Thursday, January 13, 2011

Question: What stays on your nose and eyelashes?

And individually, I'd say they could be one of my favourite things, but when they join forces and drop from the sky in clusters, they are relegated to one of my least favourite things. Let me explain. Not only is it January in Canada, which is a dark and dreary post-holiday time of year, there's this.

1. Novel Woman has the flu. Novel Woman, dutifully but sceptically, was coerced into getting got her flu shot for the first time last fall. Novel Woman now has the flu. Novel Woman says you do the math.

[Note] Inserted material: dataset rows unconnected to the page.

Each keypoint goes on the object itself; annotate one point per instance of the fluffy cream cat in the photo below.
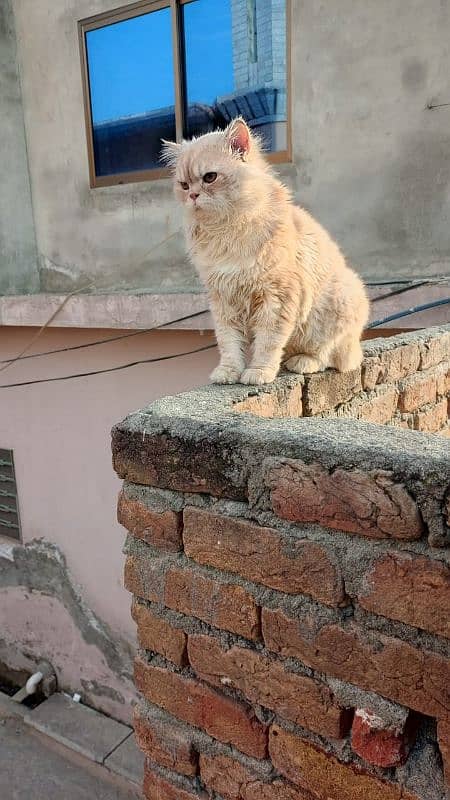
(275, 278)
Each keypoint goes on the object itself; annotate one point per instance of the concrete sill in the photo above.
(147, 310)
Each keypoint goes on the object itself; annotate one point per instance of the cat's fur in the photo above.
(275, 278)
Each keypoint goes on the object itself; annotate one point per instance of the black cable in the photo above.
(407, 312)
(105, 341)
(110, 369)
(375, 324)
(410, 285)
(401, 290)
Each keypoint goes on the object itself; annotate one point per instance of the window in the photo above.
(9, 510)
(173, 68)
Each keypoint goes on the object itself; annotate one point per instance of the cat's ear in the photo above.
(170, 152)
(238, 137)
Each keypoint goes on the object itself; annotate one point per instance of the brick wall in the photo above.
(290, 581)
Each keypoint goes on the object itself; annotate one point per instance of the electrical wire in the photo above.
(105, 341)
(411, 284)
(400, 290)
(408, 311)
(375, 324)
(109, 369)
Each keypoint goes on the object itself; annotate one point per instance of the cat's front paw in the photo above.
(223, 374)
(257, 376)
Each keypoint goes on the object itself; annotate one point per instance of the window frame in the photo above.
(135, 10)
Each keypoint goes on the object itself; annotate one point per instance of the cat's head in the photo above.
(217, 174)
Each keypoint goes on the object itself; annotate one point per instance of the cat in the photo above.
(275, 278)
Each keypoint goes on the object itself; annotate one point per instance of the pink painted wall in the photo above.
(60, 435)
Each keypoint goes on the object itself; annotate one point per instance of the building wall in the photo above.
(370, 159)
(62, 597)
(18, 266)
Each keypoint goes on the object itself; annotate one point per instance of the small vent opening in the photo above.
(9, 507)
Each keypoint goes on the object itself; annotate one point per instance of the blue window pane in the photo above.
(132, 91)
(235, 64)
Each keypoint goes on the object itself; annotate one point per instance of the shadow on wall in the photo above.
(43, 615)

2. Novel Woman currently sounds like she is a two-pack-a-day lifelong smoker. When the telemarketers call, they refer to Novel Woman as "sir".

3. Novel Woman is feverish, so much so that she's talking about herself in the third person.

So she's going to post some cool shots of snowflakes.

(I know it doesn't make sense. See #3 above.)

with permission from

If you want to know more about snow crystals, and really, why wouldn't you, go visit the website where you'll learn exciting snow crystal facts like:

1. How to tell the difference between a stellar dendrite and a capped column. (Who knew?)
2. How to grow designer snowflakes. (Because the everyday ones are so ho hum.)
3. Everything you ever wanted to know about snowflake physics. (Everything? How about how the snowflakes know exactly which morning I'll need to use the car and decide that's when they'll drop from the sky in huge numbers. Evil and psychic? You tell me.)
4. And my favourite - myths and nonsense. (See #3 above. Not a myth, nor nonsense.)

So maybe I'll go out and photograph a snowflake or two. When in Rome, as they say, or in this case, the Great White North, you might as well use what is right on your doorstep. And all over the driveway. And my car.

Off in search of medication...

Addendum: Youngest just sent an email from Uni. She said this:


That's maritime weather for you, this morning was clear, sunny, and as of 2 pm it's been like GOLFBALL sized snow clumps coming down. The side walk to my house is up to my knees, and everything, the homes, the wires, the branches, the streets are COATED in thick layers of poof.

"Thick layers of poof." HAHAHAHAAAA!! (Sorry. That's the fever talking.)


Debby said...

Woman with flu goes out to photograph snowflakes? You are delirious. Get back to the couch, cover up in blankets with a good book and a cup of something warm. Do not move until such a time as telemarketers stop calling you sir.

My advice, for what it is worth.

A Novel Woman said...

Yeah, you're right. Maybe next week. Or next month. It's not like it's going anywhere...(sigh)

BB said...

Oh no darl... feel better. Pretty pics BTW. Not that I understand snow at all. Clearly it's not good for one's health!

Deniz Bevan said...

Hope you feel better soon!
Love that chart. Makes me want to get out my coloured pencils...
(word verification: donswave
who is don and can he send us where some warm waves are?)

Martha said...

I'm sorry you aren't feeling well. My sister recommended Super ViraGon to ward off the flu and other nasty bugs. I got it, and it seems to work. I've felt like I was coming down with something, and managed to avoid whatever it might have been. I attribute it to the SuperViraGon.
I order it online here:
I have no connection with it other than as a user. Please remove the comment if it's not consistent with the blog.

A Novel Woman said...

My daughter swears by ColdFX. She has been practically mainlining the stuff since her parents got sick! So far so good, knock wood.

Deniz, I'll say hi to Don. Let's assume his last name is Ho and he's waving from his homeland.